Regarding Nash, Young, and Stephen Stills' feelings about him, Crosby said, "If they're mad at me, they're mad at me -- I'm sorry. But I still can't sit around praying for them to change their mind. I have to make music now, while I can. I don't have any bad feelings about any of those guys in my heart. I would work with any of them at any point. Roger McGuinn, Neil Young, Stephen Stills, Graham Nash. I would work with any of them."

Today, Crosby is amazed at how strong his current work is -- as well as the level of musicianship he keeps: "Look man, I did everything wrong. I did it all wrong, so there's no excuse for me to me singing the way I am right now. My partners? My current partners that are so good I have to paddle faster to keep up? Those ones? They all tell me that I'm singing as good as I've ever sang in my life. And I don't think they're buttering my toast, they're not that kind of people."

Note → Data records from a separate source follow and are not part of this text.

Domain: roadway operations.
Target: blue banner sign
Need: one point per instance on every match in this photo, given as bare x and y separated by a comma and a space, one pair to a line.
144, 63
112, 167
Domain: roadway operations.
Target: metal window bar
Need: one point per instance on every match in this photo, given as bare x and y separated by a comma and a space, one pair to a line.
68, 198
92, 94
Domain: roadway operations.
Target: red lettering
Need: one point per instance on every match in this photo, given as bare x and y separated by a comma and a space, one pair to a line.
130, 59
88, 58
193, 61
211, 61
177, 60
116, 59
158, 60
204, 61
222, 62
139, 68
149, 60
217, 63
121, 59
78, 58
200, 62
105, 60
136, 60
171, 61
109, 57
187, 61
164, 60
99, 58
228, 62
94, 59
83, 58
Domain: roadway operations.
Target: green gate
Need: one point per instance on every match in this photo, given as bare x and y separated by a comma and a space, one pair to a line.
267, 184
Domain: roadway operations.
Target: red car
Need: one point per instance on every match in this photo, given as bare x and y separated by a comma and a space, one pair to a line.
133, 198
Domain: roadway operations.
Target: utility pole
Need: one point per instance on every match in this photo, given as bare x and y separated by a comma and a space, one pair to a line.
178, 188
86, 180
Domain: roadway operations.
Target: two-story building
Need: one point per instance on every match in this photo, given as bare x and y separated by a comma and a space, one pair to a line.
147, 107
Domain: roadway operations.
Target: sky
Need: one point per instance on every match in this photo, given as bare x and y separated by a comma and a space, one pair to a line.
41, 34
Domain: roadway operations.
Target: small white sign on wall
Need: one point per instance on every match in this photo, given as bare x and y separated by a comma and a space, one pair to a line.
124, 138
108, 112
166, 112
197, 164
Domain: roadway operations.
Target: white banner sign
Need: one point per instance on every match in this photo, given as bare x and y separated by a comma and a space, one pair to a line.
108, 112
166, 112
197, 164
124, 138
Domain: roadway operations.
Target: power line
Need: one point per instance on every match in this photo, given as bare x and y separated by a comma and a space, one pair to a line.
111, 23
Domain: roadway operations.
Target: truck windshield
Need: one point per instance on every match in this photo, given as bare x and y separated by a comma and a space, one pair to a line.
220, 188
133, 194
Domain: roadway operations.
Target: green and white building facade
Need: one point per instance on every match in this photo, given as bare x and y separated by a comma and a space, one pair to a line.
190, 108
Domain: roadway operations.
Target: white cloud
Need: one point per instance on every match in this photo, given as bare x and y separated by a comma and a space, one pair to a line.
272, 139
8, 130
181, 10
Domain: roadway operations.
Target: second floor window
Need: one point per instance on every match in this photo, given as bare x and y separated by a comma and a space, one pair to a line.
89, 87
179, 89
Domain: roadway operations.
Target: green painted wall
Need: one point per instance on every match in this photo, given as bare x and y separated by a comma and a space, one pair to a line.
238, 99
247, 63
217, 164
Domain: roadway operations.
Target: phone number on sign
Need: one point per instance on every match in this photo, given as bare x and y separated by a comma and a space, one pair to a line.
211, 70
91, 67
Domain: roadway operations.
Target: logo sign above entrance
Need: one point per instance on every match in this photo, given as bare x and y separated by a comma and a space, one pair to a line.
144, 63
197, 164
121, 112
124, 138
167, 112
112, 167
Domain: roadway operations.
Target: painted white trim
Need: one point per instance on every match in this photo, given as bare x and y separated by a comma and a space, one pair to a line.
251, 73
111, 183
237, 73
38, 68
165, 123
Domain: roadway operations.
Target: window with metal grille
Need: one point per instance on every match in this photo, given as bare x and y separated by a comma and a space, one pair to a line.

David Crosby explained how 50 years on, Crosby, Stills, & Nash ended up where it is today -- and how things got so bad: "I quit. You start out being very much in love with each other and you love each other's music, and you're havin' a blast -- and you wind up 40 years later, not likin' each other and it's down to just turn on the smoke machine and play your hits and it's no fun. And it was stifling music for me. It was making music be no fun. It's sort of like jumping off a cliff and then, halfway down, I put out (my solo album) Lighthouse, and that was like growing a set of wings."